Da metà settembre a metà giugno le condizioni sul percorso sono invernali, con abbondante innevamento al suolo.

Luglio è il mese più caldo, ma anche il più piovoso, e le zanzare sono talmente abbondanti da divenire una piaga. Settembre è già decisamente più freddo e non è raro imbattersi in nevicate abbondanti anche a bassa quota. Agosto è probabilmente il periodo migliore, sicuramente un buon compromesso dal punto di vista climatico.

Fai clic sulla tabella per visualizzare le medie delle condizioni meteorologiche di Kautokeino (è possibile variare la ricerca con altre località)

 

Equipaggiamento

Un percorso lungo e impegnativo come il Nordkalottleden richiede assolutamente un approccio ultraleggero per il proprio equipaggiamento.

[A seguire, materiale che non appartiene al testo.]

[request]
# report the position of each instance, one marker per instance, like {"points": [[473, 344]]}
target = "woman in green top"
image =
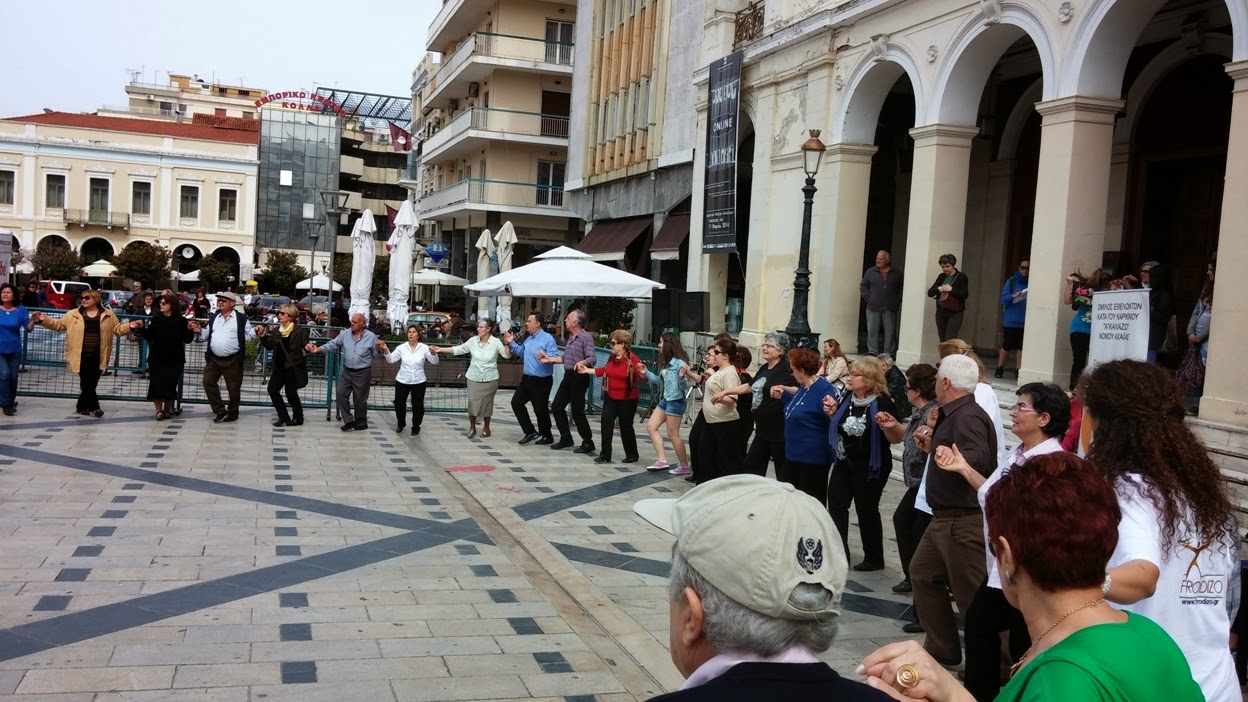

Se viaggerete leggeri avrete meno rischi di distorsioni, vi godrete di più gli splendidi paesaggi e incrementerete le probabilità di raggiungere il traguardo senza mollare a metà del cammino.

A seconda del periodo dell'anno l'equipaggiamento dovrà necessariamente cambiare ma le indicazioni per il periodo estivo sono le seguenti: vestitevi a strati, considerando che le temperature saranno mediamente tra i 6 e i 12 gradi, ma che frequentemente posso scendere a 0° o salire fino ad oltre 25°. Una giacca impermeabile è d'obbligo, ed essendo principalmente un ambiente umido rimando a questo articolo e al suo seguito per quanto riguarda calzature e altri accorgimenti relativi all'equipaggiamento. Per il riparo consiglio una tenda ultraleggera o, per chi fosse già esperto, un tarp. Come sacco a pelo suggerisco l'uso di un sacco con temperatura di comfort di 0-5° e, possibilmente, di un approccio modulare (spiegato in questo articolo). I bastoncini da trekking vi risulteranno utili in diverse occasioni, ma non sono certamente indispensabili. E' bene avere con se una bussola (conoscendo la correzione della declinazione) e una mappa (scala 1:50000 o persino 1:100000 andranno benissimo). Avere con se un GPS con adeguato corredo di batterie di ricambio potrebbe rivelarsi utile se non provvidenziale.